И не откровением, а лишь подтверждением были для меня его строки в их прямом значении. Но кроме и помимо прямого значения и смысла, в них есть для меня такая пронзительность (иначе трудно сказать), которая делает его еще живее и осязаемее, если только это возможно…
"…Есть люди, думающие молча, есть - изливающие мысли звуками слов, есть - слагающие думы и мысли в беглые строки… Последние суть писатели… Я знаю, что такое писатель, но сам я не писатель. Мое желание всегда было уметь владеть пером, как и всяким искусством, как и всякою образованностью. Но не искусству посвящал я жизнь. Предаться искусству как ремеслу, как насущному я считал всегда преступлением. Мое искусство сводилось, как и задача матери моей, к одной цели. Эта цель была - искусство жить. В этом она была моим главным учителем, но и я везде собирал мед этого искусства. Я понимал его больше и шире, но достиг меньшего, несмотря на мои познания, несмотря на ее ошибки. Она вся отдавалась этому творчеству жизни, я же… Мне мешал талант. Она была женщиной; только женщина может сделать то, что делала она. Но я и хотел быть женщиной в этом смысле. В ее смысле. Я оставлял извне свойственную мне грубость мужчины, а внутри, в глубине сердца, делал все, чтобы душа была женской… Но я был и оставался мужчиной. К тому же, век другой, нравы другие и обстановка, и люди уже не могли дать мне того, чем воспользовалась она… Как мы мельчаем!..
8–9 сентября… С вечера спал одетый, до двух. Позвал Маню. Обошли комнаты. Послушали улицы в форточки. Читал книгу о Скобелеве…

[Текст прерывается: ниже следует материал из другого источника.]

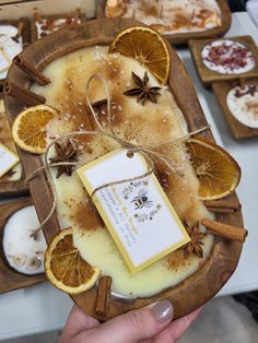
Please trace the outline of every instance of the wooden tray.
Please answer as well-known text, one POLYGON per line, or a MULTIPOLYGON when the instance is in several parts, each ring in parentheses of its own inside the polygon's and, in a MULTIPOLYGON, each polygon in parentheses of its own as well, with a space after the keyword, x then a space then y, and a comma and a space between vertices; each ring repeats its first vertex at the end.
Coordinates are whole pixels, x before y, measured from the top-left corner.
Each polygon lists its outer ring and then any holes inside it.
POLYGON ((5 204, 0 204, 0 294, 9 291, 33 286, 46 280, 45 274, 24 275, 12 269, 4 257, 2 239, 3 230, 8 220, 19 210, 32 204, 30 198, 16 200, 5 204))
MULTIPOLYGON (((28 17, 21 17, 19 20, 5 20, 5 21, 0 21, 0 25, 12 25, 17 27, 19 23, 23 22, 24 23, 24 28, 23 28, 23 47, 26 47, 31 44, 31 23, 28 17)), ((4 79, 0 80, 0 91, 2 91, 2 86, 4 83, 4 79)))
MULTIPOLYGON (((258 79, 250 79, 247 80, 248 82, 251 82, 254 84, 258 84, 258 79)), ((249 137, 258 137, 258 129, 251 129, 243 123, 241 123, 238 120, 235 119, 234 116, 232 116, 227 105, 226 105, 226 95, 231 88, 236 86, 236 82, 234 81, 222 81, 222 82, 214 82, 212 83, 212 90, 216 96, 216 99, 219 104, 222 107, 222 110, 225 115, 226 121, 228 123, 228 127, 236 139, 242 138, 249 138, 249 137)))
MULTIPOLYGON (((201 38, 216 38, 223 36, 231 27, 231 10, 227 2, 224 0, 218 0, 218 4, 221 9, 222 25, 220 27, 207 29, 204 32, 194 32, 184 34, 165 35, 165 38, 173 45, 187 44, 189 39, 201 39, 201 38)), ((105 17, 106 0, 98 0, 96 4, 96 17, 105 17)))
MULTIPOLYGON (((196 69, 201 79, 201 82, 204 87, 210 87, 212 82, 215 81, 227 81, 227 80, 237 80, 239 78, 257 78, 258 76, 258 48, 255 40, 251 36, 238 36, 238 37, 228 37, 224 39, 231 39, 244 44, 247 48, 250 49, 255 57, 256 66, 248 72, 242 74, 220 74, 213 70, 208 69, 201 59, 201 50, 204 46, 212 43, 213 39, 201 39, 201 40, 190 40, 189 48, 196 69)), ((221 39, 220 39, 221 40, 221 39)))
MULTIPOLYGON (((136 21, 120 19, 90 21, 77 28, 64 28, 44 39, 37 40, 23 51, 23 57, 34 63, 38 69, 43 70, 50 61, 70 51, 96 44, 109 44, 114 36, 121 29, 136 24, 139 25, 136 21)), ((169 86, 171 90, 173 90, 173 94, 181 108, 183 114, 185 114, 189 130, 192 131, 206 126, 207 120, 181 60, 171 47, 169 51, 173 61, 169 86)), ((8 79, 10 81, 15 80, 15 83, 27 88, 31 86, 30 80, 15 66, 11 67, 8 79)), ((5 106, 11 121, 14 120, 22 109, 21 103, 9 96, 5 97, 5 106)), ((213 141, 210 131, 203 132, 202 135, 213 141)), ((27 175, 42 165, 40 157, 32 156, 23 151, 20 151, 20 156, 27 175)), ((38 217, 43 221, 50 212, 52 203, 52 196, 46 176, 40 174, 34 178, 30 184, 30 190, 37 209, 38 217)), ((233 194, 231 196, 231 199, 236 200, 237 198, 233 194)), ((235 214, 220 216, 220 220, 233 225, 243 226, 241 211, 235 214)), ((59 232, 57 215, 54 215, 44 226, 44 232, 46 239, 49 243, 54 235, 59 232)), ((208 258, 197 273, 188 277, 185 282, 149 298, 122 301, 110 296, 108 311, 102 319, 112 318, 132 308, 145 306, 164 297, 168 298, 174 304, 175 318, 181 317, 204 304, 221 289, 234 272, 241 251, 242 244, 218 238, 210 258, 208 258)), ((72 296, 72 298, 86 314, 97 317, 95 311, 97 286, 83 294, 72 296)))
MULTIPOLYGON (((0 102, 2 102, 2 94, 0 93, 0 102)), ((10 133, 11 134, 11 133, 10 133)), ((0 130, 0 142, 2 135, 0 130)), ((0 197, 13 197, 13 196, 28 196, 28 188, 24 184, 24 173, 17 181, 0 182, 0 197)))
MULTIPOLYGON (((57 19, 62 19, 62 17, 67 17, 69 15, 72 15, 71 13, 63 13, 63 14, 55 14, 55 15, 43 15, 44 19, 51 19, 51 20, 57 20, 57 19)), ((85 14, 81 14, 80 20, 82 23, 86 22, 87 17, 85 14)), ((32 19, 32 24, 31 24, 31 33, 32 33, 32 43, 36 42, 37 38, 37 27, 35 24, 35 19, 32 19)), ((42 38, 40 38, 42 39, 42 38)))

14–15 сентября. Ночные дежурства продолжаются. Я в восторге от них. Если бы можно всегда так… Ведь это не бессонные ночи, а сутки с двумя снами. В общем, те же семь-восемь часов для сна. Разве не довольно? Зато с часу до пяти утра - четыре часа совершенно бодрого чтения, письма и размышления… Это роскошь, которой я никогда не имел. Сколько потерял я лучшего, золотого времени! Счастливые наши предки: четыреста лет назад они почти так и жили, потому и плодотворно жили. Сделали с Маней место для иконы. Сереженька проснулся, и мы с ним долго смотрели в форточку на Орион, который был удивительно красив. Мой девятилетний астроном в восторге". Дальше записано начало стихотворения:
Нет, русский стяг - не монархизм,
Не национальная идея,
Стяг русский - страшный и святой,
Крест с восклицанием злодея.
Когда был распят Божий сын
И с ним разбойник одесную,
- В твоем раю мя помяни, -
С креста воскликнул он, тоскуя.
- Днесь будеши! - ответил Бог…
И последняя, заключительная запись, заканчивающая этот период:
"…Боже! Как я ненавижу и люблю это милое, это горькое, это чудовищно жестокое место! Прощайте же, стены, деревья за окном, старинные кротковские кровати… Чем все это кончится? Конечно, ничем хорошим".